Most armies can manage a really nasty general. For my HE I often use a prince on dragon with a 2+ rerollable armour save and 4+ ward... which is normally plenty but does mean Im vulnerable to war machines and killing blow. Although the hardest HE would probably be: prince on barded steed with golded shield, vembraces of defence, talisman of loec and a lance. He's likely to charge but has ASF anyway so 4 S4-6 attacks which if you use the talisman reroll to hit/wound and all successful saves taken against it... so he would kill most nasty things and then he has a rerollable 2+ save with 4++ ward and you have to reroll all successful hits against him in combat (and should be hidden in a unit for shooting purposes.

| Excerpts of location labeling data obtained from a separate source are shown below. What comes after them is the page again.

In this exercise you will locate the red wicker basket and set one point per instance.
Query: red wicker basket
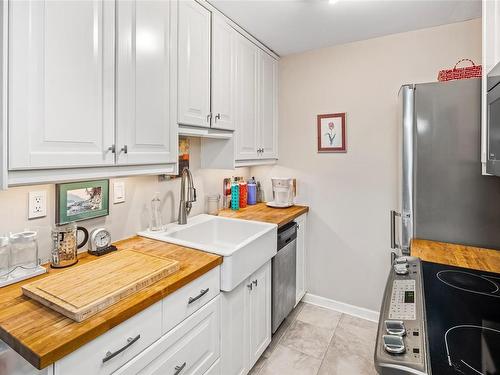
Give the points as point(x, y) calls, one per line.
point(473, 71)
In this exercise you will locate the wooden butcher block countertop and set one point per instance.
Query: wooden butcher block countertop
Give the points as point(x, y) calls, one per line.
point(261, 212)
point(42, 336)
point(457, 255)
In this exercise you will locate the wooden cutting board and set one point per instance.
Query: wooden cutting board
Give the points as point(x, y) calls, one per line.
point(83, 291)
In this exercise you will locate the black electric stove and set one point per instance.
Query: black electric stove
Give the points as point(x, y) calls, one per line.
point(463, 320)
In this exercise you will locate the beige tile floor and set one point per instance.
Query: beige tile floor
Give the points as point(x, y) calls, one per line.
point(317, 341)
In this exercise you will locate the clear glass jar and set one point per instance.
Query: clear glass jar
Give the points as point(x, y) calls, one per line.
point(4, 257)
point(24, 250)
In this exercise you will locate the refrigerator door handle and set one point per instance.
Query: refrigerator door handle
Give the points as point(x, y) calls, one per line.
point(394, 244)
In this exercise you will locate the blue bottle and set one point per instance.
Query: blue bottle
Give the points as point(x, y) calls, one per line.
point(252, 191)
point(235, 195)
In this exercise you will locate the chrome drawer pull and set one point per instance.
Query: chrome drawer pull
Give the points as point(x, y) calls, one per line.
point(178, 369)
point(202, 293)
point(111, 355)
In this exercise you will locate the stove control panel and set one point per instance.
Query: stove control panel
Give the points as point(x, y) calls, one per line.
point(401, 333)
point(403, 304)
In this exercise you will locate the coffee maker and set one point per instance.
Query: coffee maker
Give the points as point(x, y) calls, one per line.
point(284, 191)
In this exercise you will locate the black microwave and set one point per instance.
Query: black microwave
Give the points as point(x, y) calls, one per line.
point(493, 120)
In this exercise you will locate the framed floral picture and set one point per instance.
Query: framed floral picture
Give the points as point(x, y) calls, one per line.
point(332, 133)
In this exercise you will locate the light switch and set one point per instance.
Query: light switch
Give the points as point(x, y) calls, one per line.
point(119, 192)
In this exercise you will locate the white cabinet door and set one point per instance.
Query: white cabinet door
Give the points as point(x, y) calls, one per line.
point(235, 330)
point(247, 55)
point(61, 83)
point(260, 313)
point(223, 74)
point(268, 106)
point(301, 257)
point(193, 64)
point(146, 121)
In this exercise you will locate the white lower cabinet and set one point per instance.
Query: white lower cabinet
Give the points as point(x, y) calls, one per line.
point(246, 317)
point(178, 335)
point(190, 348)
point(111, 350)
point(301, 258)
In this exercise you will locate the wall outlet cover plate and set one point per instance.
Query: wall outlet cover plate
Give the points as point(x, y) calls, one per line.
point(118, 192)
point(37, 204)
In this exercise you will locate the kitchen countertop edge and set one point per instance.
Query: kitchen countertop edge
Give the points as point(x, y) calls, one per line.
point(457, 255)
point(42, 359)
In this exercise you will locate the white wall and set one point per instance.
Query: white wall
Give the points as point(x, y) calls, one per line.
point(350, 195)
point(125, 219)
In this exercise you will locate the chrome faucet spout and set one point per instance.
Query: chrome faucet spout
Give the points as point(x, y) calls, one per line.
point(186, 204)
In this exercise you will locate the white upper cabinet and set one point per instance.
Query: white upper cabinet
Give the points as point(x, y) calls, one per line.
point(223, 74)
point(145, 117)
point(268, 106)
point(256, 93)
point(247, 134)
point(61, 83)
point(193, 64)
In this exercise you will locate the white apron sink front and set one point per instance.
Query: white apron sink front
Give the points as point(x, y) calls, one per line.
point(245, 245)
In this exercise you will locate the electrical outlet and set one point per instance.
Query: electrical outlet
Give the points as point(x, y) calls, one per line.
point(118, 192)
point(37, 206)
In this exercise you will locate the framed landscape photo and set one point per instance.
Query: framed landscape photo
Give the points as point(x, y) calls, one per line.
point(332, 133)
point(81, 200)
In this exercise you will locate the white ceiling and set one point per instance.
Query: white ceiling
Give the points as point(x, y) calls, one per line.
point(291, 26)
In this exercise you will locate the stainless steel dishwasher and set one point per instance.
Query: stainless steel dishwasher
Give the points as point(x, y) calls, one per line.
point(284, 275)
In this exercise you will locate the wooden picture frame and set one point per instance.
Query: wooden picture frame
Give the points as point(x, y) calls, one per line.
point(331, 130)
point(87, 200)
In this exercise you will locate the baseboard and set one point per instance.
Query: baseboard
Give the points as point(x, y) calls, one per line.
point(342, 307)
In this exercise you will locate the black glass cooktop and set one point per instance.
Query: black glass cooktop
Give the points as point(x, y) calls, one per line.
point(463, 320)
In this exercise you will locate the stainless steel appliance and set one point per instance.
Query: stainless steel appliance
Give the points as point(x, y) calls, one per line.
point(440, 320)
point(401, 338)
point(493, 121)
point(284, 275)
point(444, 196)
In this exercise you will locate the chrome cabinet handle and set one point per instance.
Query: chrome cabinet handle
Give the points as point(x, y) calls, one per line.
point(130, 342)
point(178, 369)
point(202, 293)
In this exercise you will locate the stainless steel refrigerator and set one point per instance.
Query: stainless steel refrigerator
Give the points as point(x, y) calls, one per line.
point(443, 194)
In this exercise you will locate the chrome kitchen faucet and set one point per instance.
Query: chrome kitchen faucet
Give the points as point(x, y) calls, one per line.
point(186, 204)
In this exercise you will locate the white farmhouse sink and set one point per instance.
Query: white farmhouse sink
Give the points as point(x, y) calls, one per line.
point(245, 245)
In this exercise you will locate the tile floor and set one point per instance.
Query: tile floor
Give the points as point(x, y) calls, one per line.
point(317, 341)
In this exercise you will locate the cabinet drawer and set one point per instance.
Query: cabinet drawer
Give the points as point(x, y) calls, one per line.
point(215, 369)
point(133, 336)
point(188, 349)
point(185, 301)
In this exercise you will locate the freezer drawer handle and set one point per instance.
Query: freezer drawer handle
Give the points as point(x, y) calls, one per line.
point(178, 369)
point(130, 342)
point(394, 244)
point(202, 293)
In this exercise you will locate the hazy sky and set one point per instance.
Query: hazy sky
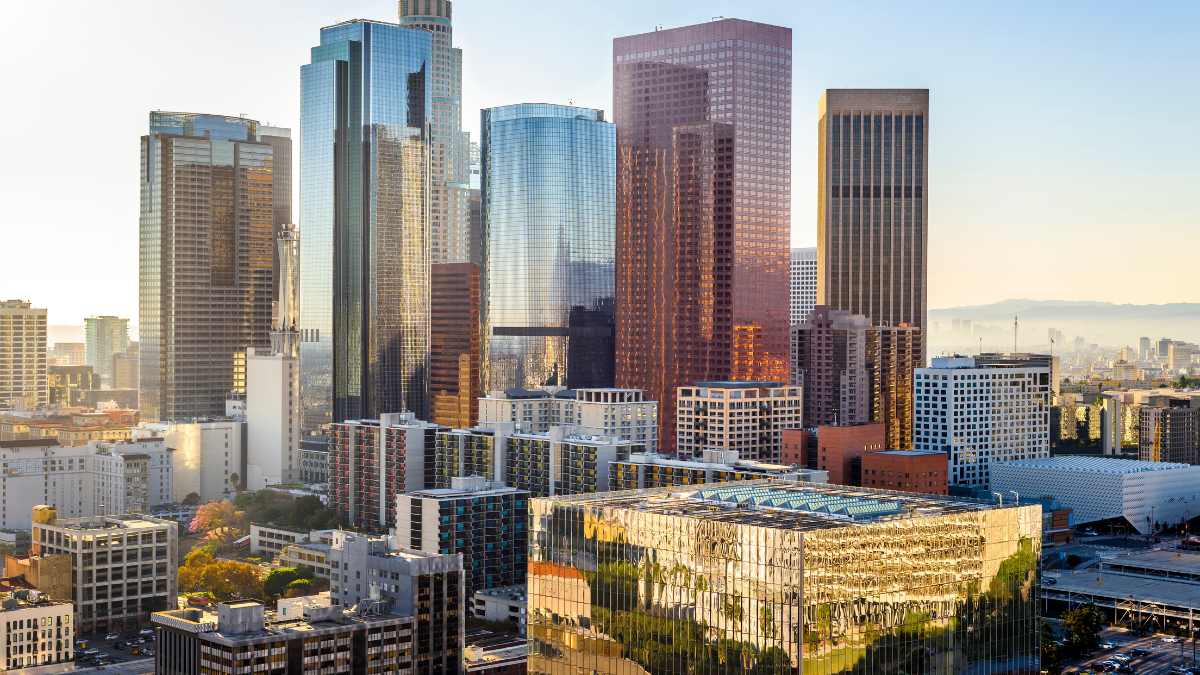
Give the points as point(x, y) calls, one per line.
point(1065, 141)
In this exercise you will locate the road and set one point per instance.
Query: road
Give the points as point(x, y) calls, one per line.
point(1159, 661)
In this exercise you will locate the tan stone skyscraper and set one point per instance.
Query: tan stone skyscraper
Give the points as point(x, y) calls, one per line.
point(873, 211)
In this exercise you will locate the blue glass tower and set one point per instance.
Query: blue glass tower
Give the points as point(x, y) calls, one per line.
point(549, 210)
point(364, 217)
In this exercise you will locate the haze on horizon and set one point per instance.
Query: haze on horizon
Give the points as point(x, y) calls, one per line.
point(1062, 139)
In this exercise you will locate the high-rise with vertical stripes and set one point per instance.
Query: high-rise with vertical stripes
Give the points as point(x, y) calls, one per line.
point(873, 208)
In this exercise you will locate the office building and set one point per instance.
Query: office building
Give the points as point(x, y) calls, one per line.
point(105, 338)
point(802, 285)
point(67, 353)
point(304, 635)
point(365, 213)
point(605, 412)
point(893, 356)
point(108, 592)
point(979, 414)
point(1146, 495)
point(1169, 428)
point(35, 629)
point(448, 145)
point(373, 460)
point(70, 383)
point(208, 458)
point(747, 417)
point(648, 470)
point(484, 521)
point(549, 205)
point(828, 354)
point(873, 207)
point(906, 471)
point(781, 578)
point(99, 478)
point(23, 383)
point(273, 381)
point(455, 344)
point(703, 207)
point(205, 269)
point(426, 586)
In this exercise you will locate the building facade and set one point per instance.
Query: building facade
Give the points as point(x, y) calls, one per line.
point(455, 378)
point(23, 375)
point(111, 592)
point(485, 523)
point(747, 417)
point(802, 285)
point(781, 578)
point(982, 414)
point(703, 207)
point(366, 108)
point(105, 338)
point(873, 208)
point(205, 266)
point(549, 207)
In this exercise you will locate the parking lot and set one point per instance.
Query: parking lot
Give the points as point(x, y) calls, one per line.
point(1163, 655)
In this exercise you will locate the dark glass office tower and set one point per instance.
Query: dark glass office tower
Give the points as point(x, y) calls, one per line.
point(703, 207)
point(549, 175)
point(364, 221)
point(210, 198)
point(873, 204)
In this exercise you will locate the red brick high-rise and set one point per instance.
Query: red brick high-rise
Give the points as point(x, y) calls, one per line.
point(703, 201)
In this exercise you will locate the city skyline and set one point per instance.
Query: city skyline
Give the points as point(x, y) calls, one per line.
point(999, 204)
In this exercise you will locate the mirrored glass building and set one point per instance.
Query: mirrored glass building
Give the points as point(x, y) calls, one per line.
point(549, 211)
point(774, 577)
point(214, 191)
point(364, 221)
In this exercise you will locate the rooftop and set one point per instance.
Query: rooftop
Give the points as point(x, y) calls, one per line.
point(1091, 464)
point(780, 505)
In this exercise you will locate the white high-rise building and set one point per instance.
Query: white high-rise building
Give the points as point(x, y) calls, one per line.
point(979, 414)
point(803, 285)
point(623, 413)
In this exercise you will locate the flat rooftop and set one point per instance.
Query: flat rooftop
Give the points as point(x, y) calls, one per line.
point(1091, 464)
point(781, 505)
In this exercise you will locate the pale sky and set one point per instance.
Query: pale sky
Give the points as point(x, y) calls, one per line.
point(1063, 141)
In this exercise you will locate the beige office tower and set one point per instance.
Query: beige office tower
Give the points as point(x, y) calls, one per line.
point(873, 211)
point(23, 384)
point(449, 147)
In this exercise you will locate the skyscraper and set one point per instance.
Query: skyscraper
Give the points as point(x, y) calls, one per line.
point(549, 174)
point(802, 285)
point(873, 204)
point(703, 207)
point(449, 147)
point(23, 376)
point(105, 336)
point(205, 272)
point(365, 118)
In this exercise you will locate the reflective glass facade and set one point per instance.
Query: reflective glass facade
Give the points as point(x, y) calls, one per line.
point(781, 578)
point(873, 207)
point(210, 199)
point(364, 217)
point(703, 120)
point(549, 179)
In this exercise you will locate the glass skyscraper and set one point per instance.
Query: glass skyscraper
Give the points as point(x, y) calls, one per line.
point(211, 191)
point(703, 120)
point(777, 578)
point(549, 210)
point(364, 221)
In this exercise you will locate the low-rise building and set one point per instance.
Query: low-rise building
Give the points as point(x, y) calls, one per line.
point(907, 471)
point(1144, 494)
point(123, 567)
point(300, 638)
point(35, 629)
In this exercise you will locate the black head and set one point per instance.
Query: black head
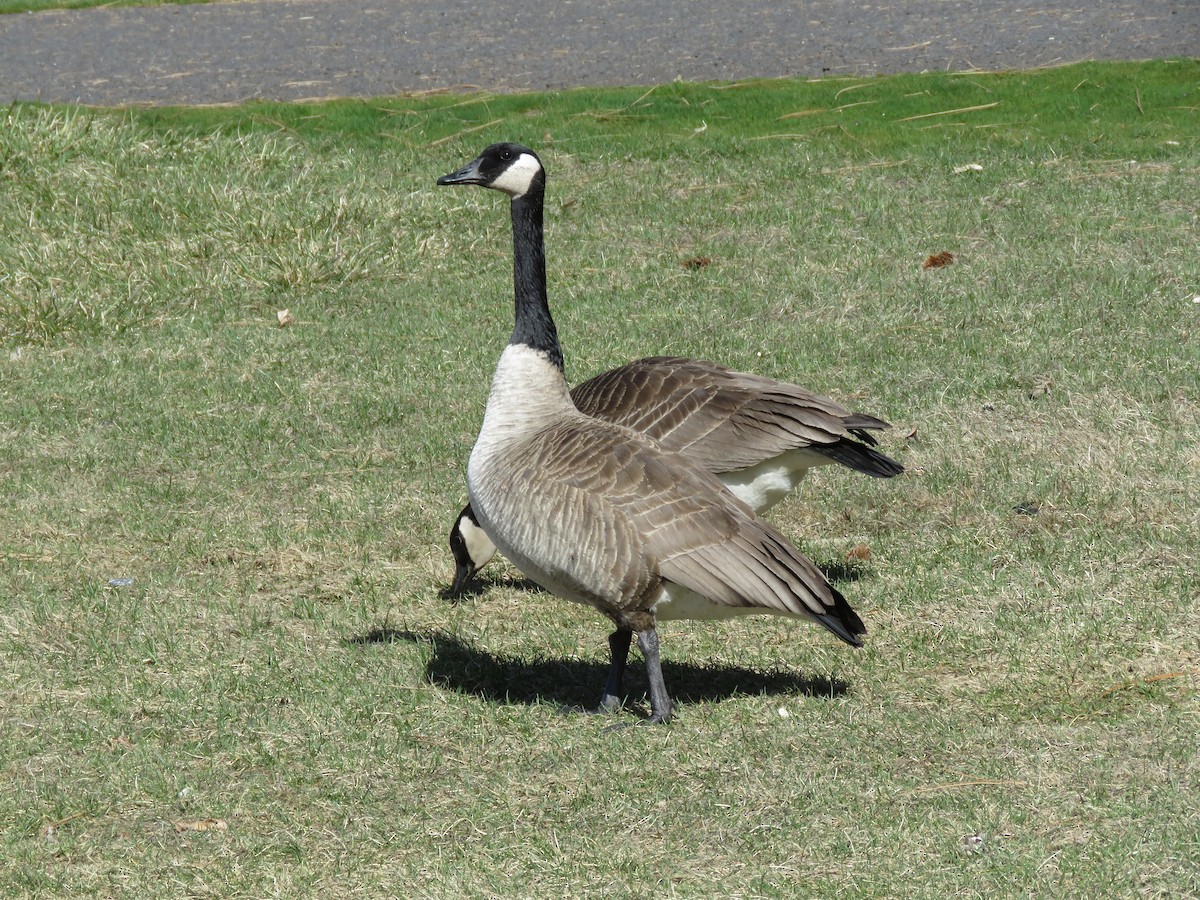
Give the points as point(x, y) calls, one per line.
point(511, 168)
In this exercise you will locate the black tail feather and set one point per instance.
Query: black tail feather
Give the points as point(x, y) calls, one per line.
point(861, 457)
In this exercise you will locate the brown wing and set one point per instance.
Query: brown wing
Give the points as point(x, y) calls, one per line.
point(618, 515)
point(726, 420)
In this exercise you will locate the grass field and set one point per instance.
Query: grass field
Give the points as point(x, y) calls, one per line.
point(225, 665)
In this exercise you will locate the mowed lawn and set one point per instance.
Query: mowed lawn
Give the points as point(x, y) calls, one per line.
point(226, 664)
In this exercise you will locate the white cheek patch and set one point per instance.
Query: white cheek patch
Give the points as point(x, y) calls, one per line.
point(517, 178)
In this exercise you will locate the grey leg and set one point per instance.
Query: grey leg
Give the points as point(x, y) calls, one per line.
point(660, 701)
point(618, 647)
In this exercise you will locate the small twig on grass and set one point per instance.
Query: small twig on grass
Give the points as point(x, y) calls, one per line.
point(976, 783)
point(949, 112)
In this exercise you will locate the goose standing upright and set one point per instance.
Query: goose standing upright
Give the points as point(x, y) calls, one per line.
point(598, 513)
point(757, 435)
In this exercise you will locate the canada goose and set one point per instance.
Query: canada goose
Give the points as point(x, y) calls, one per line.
point(757, 435)
point(598, 513)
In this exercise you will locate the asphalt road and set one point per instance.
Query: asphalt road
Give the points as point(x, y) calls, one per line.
point(295, 49)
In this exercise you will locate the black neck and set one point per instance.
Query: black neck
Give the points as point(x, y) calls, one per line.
point(534, 324)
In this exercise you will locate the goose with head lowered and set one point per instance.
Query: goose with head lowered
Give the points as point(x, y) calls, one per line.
point(757, 435)
point(598, 513)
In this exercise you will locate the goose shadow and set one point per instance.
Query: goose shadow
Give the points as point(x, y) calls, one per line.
point(503, 678)
point(838, 573)
point(481, 582)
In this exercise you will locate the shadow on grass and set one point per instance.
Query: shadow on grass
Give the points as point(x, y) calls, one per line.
point(484, 582)
point(837, 571)
point(462, 667)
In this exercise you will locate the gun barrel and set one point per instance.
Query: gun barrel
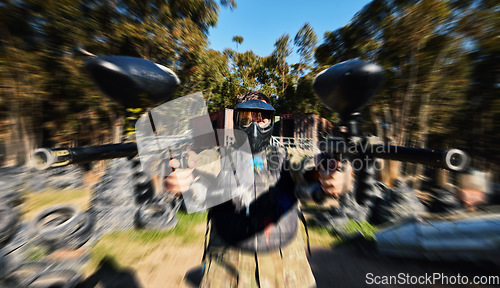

As for the hardest of all to kill I would say it would have to be a DE dreadlord. Pendant of khaleth is just evil, he can have regen (always forget teh item's name though) and if mounted on a cold one can easily get a 1+ armour save. So if you hit him with a S3 weapon he has a 2+/3-/4+ save, or with a S6 weapon 5+/5-/4+.. its actually quite silly that he is best protected against S5 weapons (only taking 1 in 24 wounds)....


----------



## stevenhassell (Aug 5, 2009)

> But yeah you still get hw shield bonus with magic weapons if you are on foot


nope you dont get it cause a magic weapon is not classified as a "HAND WEAPON" as statted the the GW errata


----------